Engagement: April Powell and Marquita Gonzales

    Even though the proposal may not have been exactly what April Powell had planned, the result was still the same: a yes.

    Powell and Marquita Gonzales got engaged Jan. 2 during a trip to Williamsburg, Va.

    Powell intended to propose to Gonzales the night before at the Christmas Town display in Busch Gardens, amid the holiday lights, but the couple was delayed and got to the park too close to closing time. Powell readjusted her plan and popped the question while touring the Governor’s Palace garden in historic Colonial Williamsburg.

    “We were walking around and there’s this part where the trees all criss-cross and we’re taking pictures and next thing I know, I turn around and she’s like, ‘I love you. It took me a long time to get to this point but I appreciate every step we’ve taken and I want to spend the rest of my life with you,’” Gonzales said. “And she got down on one knee and I just burst out crying.”

    Gonzales said the moment was so intense, Powell had to double-check Gonzales’ answer.

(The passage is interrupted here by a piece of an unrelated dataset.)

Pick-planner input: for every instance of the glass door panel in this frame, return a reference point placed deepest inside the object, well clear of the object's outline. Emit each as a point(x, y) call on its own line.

    “Even after it was said and done and I had the ring on my finger, she looked at me and was like, ‘I just drew a blank: Did you actually say yes?’” Gonzales laughed.

    The women met online in December 2013 and connected in person later that month on a double date.

    Gonzales said they waited about three months to begin a formal relationship.

    “She’s honest about this, she wasn’t relationship material at first,” Gonzales said. “She didn’t know how to deal with the stress of arguments or things like that. But she gradually started building me into her future and we knew it was time for a relationship; when she was planning vacations, she’d plan me into them, or if she was planning a group activity with her friends, she knew she wanted me included,” Gonzales said. “After a while, she fell in love and felt like she belonged, and it was the same for me.”

    Gonzales, 28, works in hospice care for Main Line Health, and Powell, 26, is a registered nurse at both Main Line Health and Thomas Jefferson University Hospital.

    The Philadelphia residents plan to get married in June 2018 — and Powell already has her dress.

    Powell saw a dress she loved and Gonzales, unbeknownst to her fiancée, bought it and had it shipped to their home.

    “We went on a trip for our anniversary and when we got home, I was on the phone arguing with UPS and the truck had just pulled away so I ran out the door and two blocks down in a rainstorm to get her wedding dress,” Gonzales laughed. “I came back, sat it down and said, ‘This is your engagement gift.’ I recorded it when she opened it. She gasped so loud you can hear it a mile away.”